Yesterday I had a craving for roast chicken so I went to the store and picked up a chicken and brought it home and roasted it. I was going to stuff it but got lazy at the last minute and didn't. So a while later it was done and then I had to pull the meat off the bones and pack up the bones, skin etc for green composting, then make gravy. It was good but it was so much bother and there seemed to be so much chicken fat involved in all this processing. And I was still left with the roasting pan to scrub out.
Usually when I want a whole chicken I just buy a fresh-cooked one from the store. They're really good meat (better than anything I manage to cook at home) and a reasonable price.
So all that has left me wondering if I will ever again make the effort to roast a chicken.

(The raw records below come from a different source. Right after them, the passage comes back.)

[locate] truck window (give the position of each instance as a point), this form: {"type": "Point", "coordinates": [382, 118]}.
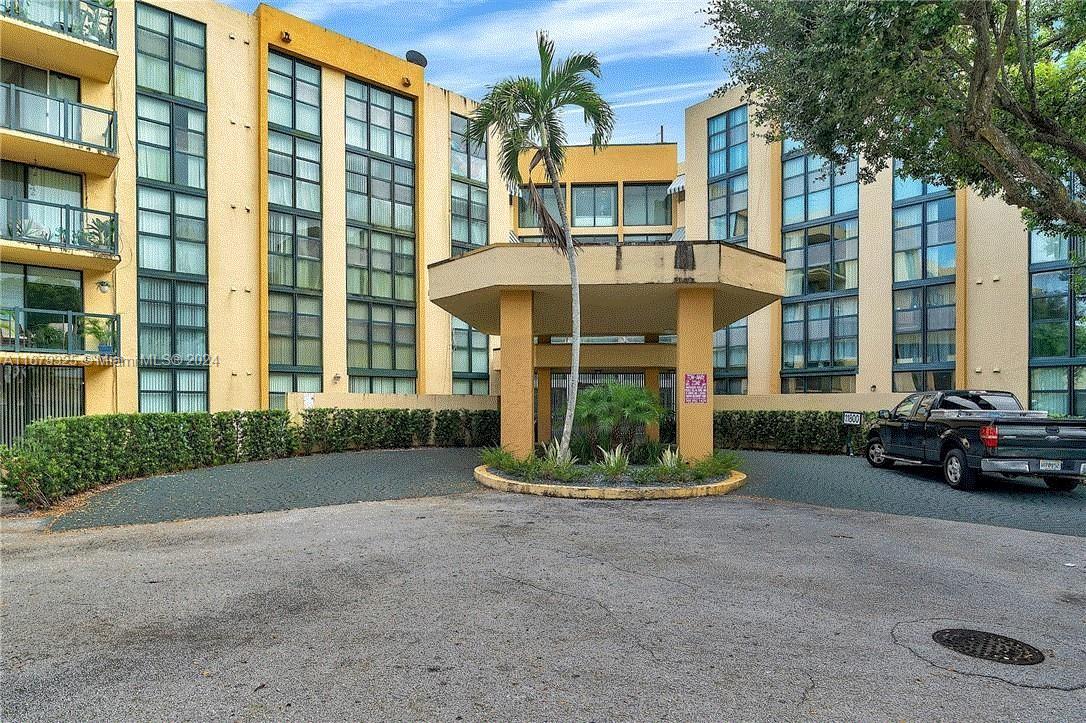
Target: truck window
{"type": "Point", "coordinates": [906, 406]}
{"type": "Point", "coordinates": [981, 402]}
{"type": "Point", "coordinates": [924, 406]}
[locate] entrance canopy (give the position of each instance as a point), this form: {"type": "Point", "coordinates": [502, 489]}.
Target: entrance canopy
{"type": "Point", "coordinates": [628, 290]}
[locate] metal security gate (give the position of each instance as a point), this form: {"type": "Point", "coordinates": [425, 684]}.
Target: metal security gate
{"type": "Point", "coordinates": [32, 393]}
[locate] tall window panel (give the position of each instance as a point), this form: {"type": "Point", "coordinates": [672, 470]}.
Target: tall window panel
{"type": "Point", "coordinates": [728, 176]}
{"type": "Point", "coordinates": [1057, 325]}
{"type": "Point", "coordinates": [820, 242]}
{"type": "Point", "coordinates": [172, 212]}
{"type": "Point", "coordinates": [380, 240]}
{"type": "Point", "coordinates": [469, 202]}
{"type": "Point", "coordinates": [294, 228]}
{"type": "Point", "coordinates": [730, 359]}
{"type": "Point", "coordinates": [924, 303]}
{"type": "Point", "coordinates": [470, 359]}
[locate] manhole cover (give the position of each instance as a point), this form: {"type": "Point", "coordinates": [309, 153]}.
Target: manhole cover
{"type": "Point", "coordinates": [988, 646]}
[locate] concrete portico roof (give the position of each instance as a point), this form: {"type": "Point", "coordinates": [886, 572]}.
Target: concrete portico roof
{"type": "Point", "coordinates": [633, 296]}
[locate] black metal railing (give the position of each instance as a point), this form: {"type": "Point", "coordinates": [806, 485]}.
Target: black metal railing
{"type": "Point", "coordinates": [85, 20]}
{"type": "Point", "coordinates": [57, 225]}
{"type": "Point", "coordinates": [55, 117]}
{"type": "Point", "coordinates": [47, 331]}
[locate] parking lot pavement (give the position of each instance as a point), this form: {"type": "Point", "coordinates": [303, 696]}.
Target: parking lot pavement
{"type": "Point", "coordinates": [850, 483]}
{"type": "Point", "coordinates": [488, 606]}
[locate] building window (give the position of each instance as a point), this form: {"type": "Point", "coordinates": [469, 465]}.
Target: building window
{"type": "Point", "coordinates": [646, 204]}
{"type": "Point", "coordinates": [924, 303]}
{"type": "Point", "coordinates": [169, 53]}
{"type": "Point", "coordinates": [470, 359]}
{"type": "Point", "coordinates": [527, 216]}
{"type": "Point", "coordinates": [172, 212]}
{"type": "Point", "coordinates": [595, 205]}
{"type": "Point", "coordinates": [468, 159]}
{"type": "Point", "coordinates": [822, 258]}
{"type": "Point", "coordinates": [820, 334]}
{"type": "Point", "coordinates": [294, 330]}
{"type": "Point", "coordinates": [1057, 325]}
{"type": "Point", "coordinates": [730, 359]}
{"type": "Point", "coordinates": [728, 176]}
{"type": "Point", "coordinates": [380, 340]}
{"type": "Point", "coordinates": [293, 94]}
{"type": "Point", "coordinates": [813, 190]}
{"type": "Point", "coordinates": [379, 123]}
{"type": "Point", "coordinates": [173, 390]}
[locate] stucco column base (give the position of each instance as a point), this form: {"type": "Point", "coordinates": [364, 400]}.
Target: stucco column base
{"type": "Point", "coordinates": [694, 322]}
{"type": "Point", "coordinates": [517, 402]}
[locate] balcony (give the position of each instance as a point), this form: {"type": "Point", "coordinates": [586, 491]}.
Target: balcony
{"type": "Point", "coordinates": [45, 331]}
{"type": "Point", "coordinates": [77, 37]}
{"type": "Point", "coordinates": [57, 132]}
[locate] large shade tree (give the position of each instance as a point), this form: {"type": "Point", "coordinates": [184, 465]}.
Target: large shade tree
{"type": "Point", "coordinates": [989, 93]}
{"type": "Point", "coordinates": [526, 113]}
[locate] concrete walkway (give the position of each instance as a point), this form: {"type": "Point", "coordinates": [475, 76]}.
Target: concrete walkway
{"type": "Point", "coordinates": [487, 606]}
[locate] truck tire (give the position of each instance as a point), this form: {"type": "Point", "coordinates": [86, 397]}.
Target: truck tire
{"type": "Point", "coordinates": [876, 454]}
{"type": "Point", "coordinates": [957, 472]}
{"type": "Point", "coordinates": [1061, 483]}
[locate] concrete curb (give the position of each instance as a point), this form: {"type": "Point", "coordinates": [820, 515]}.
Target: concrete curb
{"type": "Point", "coordinates": [491, 480]}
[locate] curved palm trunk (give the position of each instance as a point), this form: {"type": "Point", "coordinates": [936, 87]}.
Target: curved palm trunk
{"type": "Point", "coordinates": [575, 288]}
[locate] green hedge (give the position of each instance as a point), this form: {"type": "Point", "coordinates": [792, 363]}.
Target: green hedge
{"type": "Point", "coordinates": [59, 457]}
{"type": "Point", "coordinates": [787, 431]}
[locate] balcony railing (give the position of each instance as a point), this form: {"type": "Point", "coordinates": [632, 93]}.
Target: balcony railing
{"type": "Point", "coordinates": [45, 331]}
{"type": "Point", "coordinates": [68, 227]}
{"type": "Point", "coordinates": [34, 113]}
{"type": "Point", "coordinates": [78, 18]}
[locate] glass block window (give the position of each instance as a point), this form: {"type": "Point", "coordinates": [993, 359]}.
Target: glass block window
{"type": "Point", "coordinates": [169, 53]}
{"type": "Point", "coordinates": [595, 205]}
{"type": "Point", "coordinates": [470, 359]}
{"type": "Point", "coordinates": [813, 190]}
{"type": "Point", "coordinates": [527, 216]}
{"type": "Point", "coordinates": [468, 159]}
{"type": "Point", "coordinates": [728, 142]}
{"type": "Point", "coordinates": [379, 122]}
{"type": "Point", "coordinates": [379, 265]}
{"type": "Point", "coordinates": [294, 251]}
{"type": "Point", "coordinates": [294, 330]}
{"type": "Point", "coordinates": [173, 390]}
{"type": "Point", "coordinates": [646, 204]}
{"type": "Point", "coordinates": [822, 258]}
{"type": "Point", "coordinates": [173, 231]}
{"type": "Point", "coordinates": [293, 94]}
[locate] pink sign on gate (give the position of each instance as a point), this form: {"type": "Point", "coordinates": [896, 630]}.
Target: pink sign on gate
{"type": "Point", "coordinates": [696, 389]}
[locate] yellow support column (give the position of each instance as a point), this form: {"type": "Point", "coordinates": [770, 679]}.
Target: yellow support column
{"type": "Point", "coordinates": [517, 369]}
{"type": "Point", "coordinates": [653, 387]}
{"type": "Point", "coordinates": [543, 405]}
{"type": "Point", "coordinates": [694, 372]}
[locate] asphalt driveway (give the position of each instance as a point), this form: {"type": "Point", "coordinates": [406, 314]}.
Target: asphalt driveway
{"type": "Point", "coordinates": [489, 606]}
{"type": "Point", "coordinates": [850, 483]}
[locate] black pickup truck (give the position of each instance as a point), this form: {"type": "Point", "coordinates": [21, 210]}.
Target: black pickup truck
{"type": "Point", "coordinates": [970, 432]}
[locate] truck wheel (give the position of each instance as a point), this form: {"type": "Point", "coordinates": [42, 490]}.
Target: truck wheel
{"type": "Point", "coordinates": [876, 453]}
{"type": "Point", "coordinates": [957, 472]}
{"type": "Point", "coordinates": [1061, 483]}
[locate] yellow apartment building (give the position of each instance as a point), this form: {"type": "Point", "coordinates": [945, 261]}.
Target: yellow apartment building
{"type": "Point", "coordinates": [207, 210]}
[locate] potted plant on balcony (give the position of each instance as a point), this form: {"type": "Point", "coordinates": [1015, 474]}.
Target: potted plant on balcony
{"type": "Point", "coordinates": [102, 332]}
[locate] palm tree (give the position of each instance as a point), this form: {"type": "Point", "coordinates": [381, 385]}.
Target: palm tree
{"type": "Point", "coordinates": [526, 114]}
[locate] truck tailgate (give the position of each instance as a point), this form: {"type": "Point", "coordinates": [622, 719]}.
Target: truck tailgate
{"type": "Point", "coordinates": [1051, 439]}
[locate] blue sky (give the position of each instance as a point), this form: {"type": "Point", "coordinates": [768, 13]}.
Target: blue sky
{"type": "Point", "coordinates": [654, 52]}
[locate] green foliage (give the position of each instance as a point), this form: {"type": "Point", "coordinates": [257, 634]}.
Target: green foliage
{"type": "Point", "coordinates": [787, 431]}
{"type": "Point", "coordinates": [987, 93]}
{"type": "Point", "coordinates": [59, 457]}
{"type": "Point", "coordinates": [613, 464]}
{"type": "Point", "coordinates": [611, 414]}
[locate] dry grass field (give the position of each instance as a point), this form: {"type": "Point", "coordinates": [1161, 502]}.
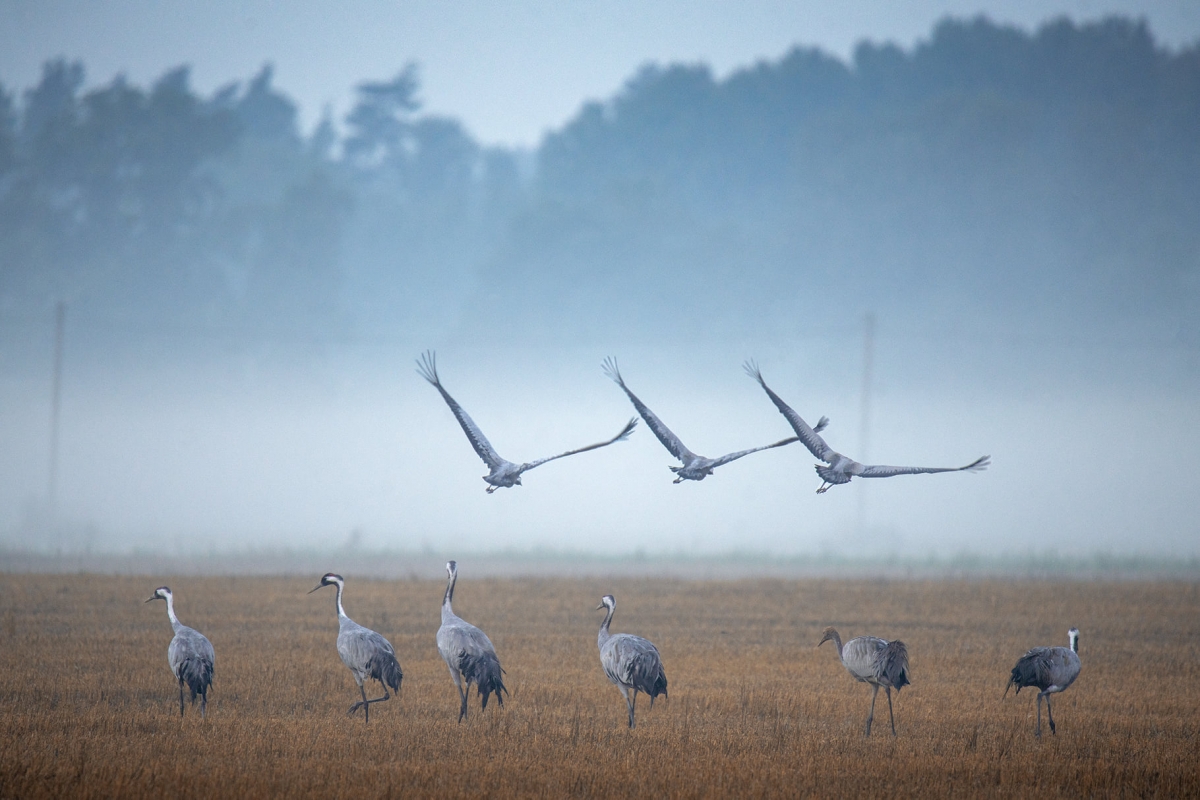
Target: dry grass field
{"type": "Point", "coordinates": [88, 707]}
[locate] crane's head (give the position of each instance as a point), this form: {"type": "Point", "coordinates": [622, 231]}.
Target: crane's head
{"type": "Point", "coordinates": [329, 579]}
{"type": "Point", "coordinates": [161, 593]}
{"type": "Point", "coordinates": [831, 633]}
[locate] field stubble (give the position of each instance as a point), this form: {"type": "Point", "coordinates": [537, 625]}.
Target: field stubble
{"type": "Point", "coordinates": [90, 708]}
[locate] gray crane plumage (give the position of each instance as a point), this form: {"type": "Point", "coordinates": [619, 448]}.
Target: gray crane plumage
{"type": "Point", "coordinates": [468, 653]}
{"type": "Point", "coordinates": [190, 655]}
{"type": "Point", "coordinates": [875, 661]}
{"type": "Point", "coordinates": [630, 662]}
{"type": "Point", "coordinates": [504, 474]}
{"type": "Point", "coordinates": [1050, 669]}
{"type": "Point", "coordinates": [365, 653]}
{"type": "Point", "coordinates": [841, 468]}
{"type": "Point", "coordinates": [695, 468]}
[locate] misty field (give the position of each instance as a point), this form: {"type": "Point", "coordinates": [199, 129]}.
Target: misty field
{"type": "Point", "coordinates": [88, 707]}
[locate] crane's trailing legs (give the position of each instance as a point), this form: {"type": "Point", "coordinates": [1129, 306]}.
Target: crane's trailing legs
{"type": "Point", "coordinates": [1037, 732]}
{"type": "Point", "coordinates": [365, 704]}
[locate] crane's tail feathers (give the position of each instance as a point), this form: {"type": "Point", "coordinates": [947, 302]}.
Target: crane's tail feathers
{"type": "Point", "coordinates": [831, 475]}
{"type": "Point", "coordinates": [978, 464]}
{"type": "Point", "coordinates": [486, 673]}
{"type": "Point", "coordinates": [893, 662]}
{"type": "Point", "coordinates": [427, 367]}
{"type": "Point", "coordinates": [610, 368]}
{"type": "Point", "coordinates": [387, 671]}
{"type": "Point", "coordinates": [196, 673]}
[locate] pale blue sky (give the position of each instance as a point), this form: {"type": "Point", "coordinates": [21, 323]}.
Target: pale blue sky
{"type": "Point", "coordinates": [508, 70]}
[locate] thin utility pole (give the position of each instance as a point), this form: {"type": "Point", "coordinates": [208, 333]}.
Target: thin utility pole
{"type": "Point", "coordinates": [864, 427]}
{"type": "Point", "coordinates": [52, 488]}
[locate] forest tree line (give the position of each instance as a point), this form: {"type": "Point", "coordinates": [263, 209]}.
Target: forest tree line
{"type": "Point", "coordinates": [1035, 178]}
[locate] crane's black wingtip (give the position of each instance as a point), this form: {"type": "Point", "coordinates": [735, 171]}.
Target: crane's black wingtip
{"type": "Point", "coordinates": [427, 367]}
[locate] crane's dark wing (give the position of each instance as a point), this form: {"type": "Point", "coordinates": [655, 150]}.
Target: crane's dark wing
{"type": "Point", "coordinates": [727, 458]}
{"type": "Point", "coordinates": [880, 470]}
{"type": "Point", "coordinates": [807, 434]}
{"type": "Point", "coordinates": [427, 368]}
{"type": "Point", "coordinates": [624, 434]}
{"type": "Point", "coordinates": [670, 440]}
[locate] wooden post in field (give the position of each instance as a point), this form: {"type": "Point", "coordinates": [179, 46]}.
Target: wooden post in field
{"type": "Point", "coordinates": [52, 487]}
{"type": "Point", "coordinates": [864, 428]}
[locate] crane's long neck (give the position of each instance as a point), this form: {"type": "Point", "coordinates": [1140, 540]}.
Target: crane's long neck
{"type": "Point", "coordinates": [171, 612]}
{"type": "Point", "coordinates": [341, 612]}
{"type": "Point", "coordinates": [837, 639]}
{"type": "Point", "coordinates": [447, 609]}
{"type": "Point", "coordinates": [604, 627]}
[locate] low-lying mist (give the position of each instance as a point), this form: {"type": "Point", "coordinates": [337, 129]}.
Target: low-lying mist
{"type": "Point", "coordinates": [351, 449]}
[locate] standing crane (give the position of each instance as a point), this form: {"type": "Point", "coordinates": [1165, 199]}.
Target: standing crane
{"type": "Point", "coordinates": [190, 655]}
{"type": "Point", "coordinates": [695, 468]}
{"type": "Point", "coordinates": [365, 653]}
{"type": "Point", "coordinates": [504, 474]}
{"type": "Point", "coordinates": [843, 468]}
{"type": "Point", "coordinates": [630, 662]}
{"type": "Point", "coordinates": [1050, 669]}
{"type": "Point", "coordinates": [468, 653]}
{"type": "Point", "coordinates": [875, 661]}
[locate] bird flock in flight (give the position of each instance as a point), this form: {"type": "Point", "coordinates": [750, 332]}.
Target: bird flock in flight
{"type": "Point", "coordinates": [628, 661]}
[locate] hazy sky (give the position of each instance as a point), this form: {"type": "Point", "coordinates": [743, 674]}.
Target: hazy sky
{"type": "Point", "coordinates": [508, 70]}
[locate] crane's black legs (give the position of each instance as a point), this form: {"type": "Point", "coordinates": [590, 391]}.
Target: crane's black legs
{"type": "Point", "coordinates": [1049, 714]}
{"type": "Point", "coordinates": [875, 692]}
{"type": "Point", "coordinates": [366, 704]}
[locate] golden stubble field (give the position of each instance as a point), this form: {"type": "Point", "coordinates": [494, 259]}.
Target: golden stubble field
{"type": "Point", "coordinates": [88, 707]}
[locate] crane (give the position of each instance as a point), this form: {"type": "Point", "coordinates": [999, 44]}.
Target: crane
{"type": "Point", "coordinates": [1050, 669]}
{"type": "Point", "coordinates": [875, 661]}
{"type": "Point", "coordinates": [365, 653]}
{"type": "Point", "coordinates": [630, 662]}
{"type": "Point", "coordinates": [841, 468]}
{"type": "Point", "coordinates": [190, 655]}
{"type": "Point", "coordinates": [504, 474]}
{"type": "Point", "coordinates": [695, 468]}
{"type": "Point", "coordinates": [468, 653]}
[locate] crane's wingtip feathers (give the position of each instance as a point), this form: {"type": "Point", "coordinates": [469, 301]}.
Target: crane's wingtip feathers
{"type": "Point", "coordinates": [610, 368]}
{"type": "Point", "coordinates": [979, 464]}
{"type": "Point", "coordinates": [427, 367]}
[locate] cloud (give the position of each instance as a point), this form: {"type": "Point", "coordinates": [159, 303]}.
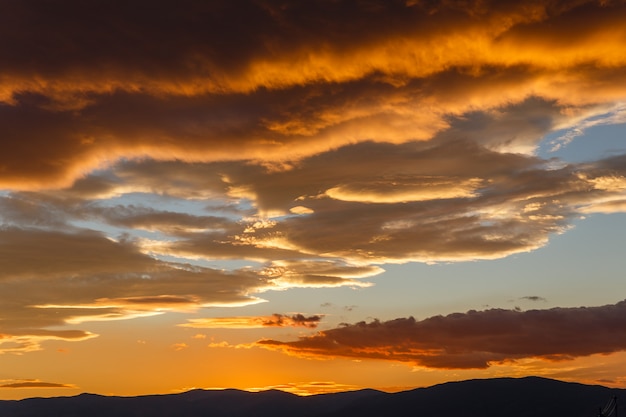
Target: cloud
{"type": "Point", "coordinates": [275, 320]}
{"type": "Point", "coordinates": [533, 298]}
{"type": "Point", "coordinates": [290, 90]}
{"type": "Point", "coordinates": [476, 339]}
{"type": "Point", "coordinates": [316, 143]}
{"type": "Point", "coordinates": [20, 384]}
{"type": "Point", "coordinates": [309, 388]}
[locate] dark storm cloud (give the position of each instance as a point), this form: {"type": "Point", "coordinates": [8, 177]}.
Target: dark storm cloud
{"type": "Point", "coordinates": [475, 339]}
{"type": "Point", "coordinates": [86, 85]}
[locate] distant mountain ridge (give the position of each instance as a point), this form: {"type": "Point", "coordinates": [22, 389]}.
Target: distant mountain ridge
{"type": "Point", "coordinates": [510, 397]}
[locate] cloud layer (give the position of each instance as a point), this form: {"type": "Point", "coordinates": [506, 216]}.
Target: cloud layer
{"type": "Point", "coordinates": [476, 339]}
{"type": "Point", "coordinates": [145, 152]}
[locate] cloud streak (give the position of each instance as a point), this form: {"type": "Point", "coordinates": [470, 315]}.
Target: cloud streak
{"type": "Point", "coordinates": [281, 89]}
{"type": "Point", "coordinates": [314, 144]}
{"type": "Point", "coordinates": [275, 320]}
{"type": "Point", "coordinates": [476, 339]}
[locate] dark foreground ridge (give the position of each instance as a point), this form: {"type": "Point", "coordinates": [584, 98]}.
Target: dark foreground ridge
{"type": "Point", "coordinates": [528, 397]}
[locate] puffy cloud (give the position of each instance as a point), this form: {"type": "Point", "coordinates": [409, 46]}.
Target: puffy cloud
{"type": "Point", "coordinates": [476, 339]}
{"type": "Point", "coordinates": [290, 80]}
{"type": "Point", "coordinates": [316, 142]}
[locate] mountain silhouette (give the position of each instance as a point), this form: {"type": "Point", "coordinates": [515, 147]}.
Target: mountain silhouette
{"type": "Point", "coordinates": [527, 397]}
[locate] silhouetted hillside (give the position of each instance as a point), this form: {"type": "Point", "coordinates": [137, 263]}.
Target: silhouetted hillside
{"type": "Point", "coordinates": [527, 397]}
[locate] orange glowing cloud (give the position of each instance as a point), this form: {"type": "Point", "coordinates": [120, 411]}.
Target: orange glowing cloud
{"type": "Point", "coordinates": [33, 383]}
{"type": "Point", "coordinates": [281, 89]}
{"type": "Point", "coordinates": [475, 339]}
{"type": "Point", "coordinates": [275, 320]}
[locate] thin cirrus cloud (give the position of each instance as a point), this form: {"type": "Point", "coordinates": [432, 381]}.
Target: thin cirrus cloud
{"type": "Point", "coordinates": [275, 320]}
{"type": "Point", "coordinates": [281, 88]}
{"type": "Point", "coordinates": [476, 339]}
{"type": "Point", "coordinates": [36, 384]}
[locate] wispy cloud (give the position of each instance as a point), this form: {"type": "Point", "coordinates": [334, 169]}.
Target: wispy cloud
{"type": "Point", "coordinates": [275, 320]}
{"type": "Point", "coordinates": [405, 133]}
{"type": "Point", "coordinates": [476, 339]}
{"type": "Point", "coordinates": [33, 383]}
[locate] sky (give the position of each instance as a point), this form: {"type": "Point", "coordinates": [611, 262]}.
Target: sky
{"type": "Point", "coordinates": [313, 196]}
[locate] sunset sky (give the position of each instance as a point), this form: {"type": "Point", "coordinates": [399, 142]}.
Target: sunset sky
{"type": "Point", "coordinates": [313, 196]}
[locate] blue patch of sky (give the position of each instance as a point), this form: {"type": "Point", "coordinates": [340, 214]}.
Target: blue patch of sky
{"type": "Point", "coordinates": [587, 144]}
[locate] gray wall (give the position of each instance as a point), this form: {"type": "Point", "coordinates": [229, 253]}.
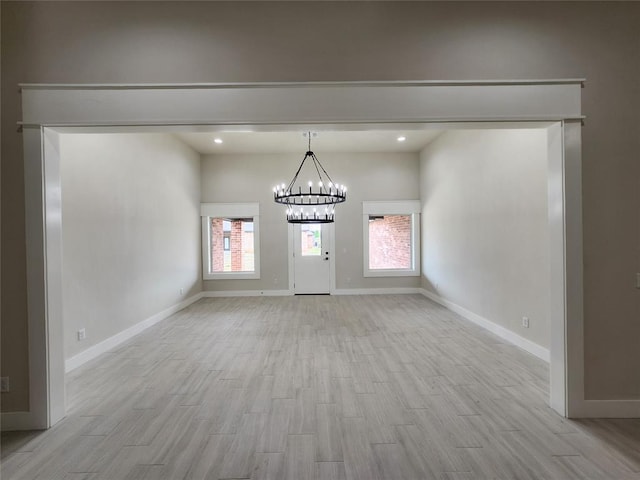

Which has led to me, as a person in his seventies, thinking about the last time we do things. Life comes to an end and for everything there is a last time we will do it.
When I was around 30 my parents were selling their property in the country and one afternoon while I was there alone I decided to climb a tree. In the decade or more they lived there I had never done that and it occurred to me that if not that day, I might never climb a tree again. So I did, and it was fun. But I haven't climbed a tree since and at this point it seems likely that I won't again.
Around ten years ago friends arranged an ice skating party on the lake at their cottage. They cleared an area near the shore and a group of us skated around all afternoon and it was joyful. Even though I had skated a lot growing up I found myself very unsteady on the skates and I was pretty sure that it was the last time I would do it. I was right and now I can't imagine ever risking broken bones or strains by getting on skates again.
I'm not upset about any of this. Nostalgic yes, and perhaps a little sad. But accepting.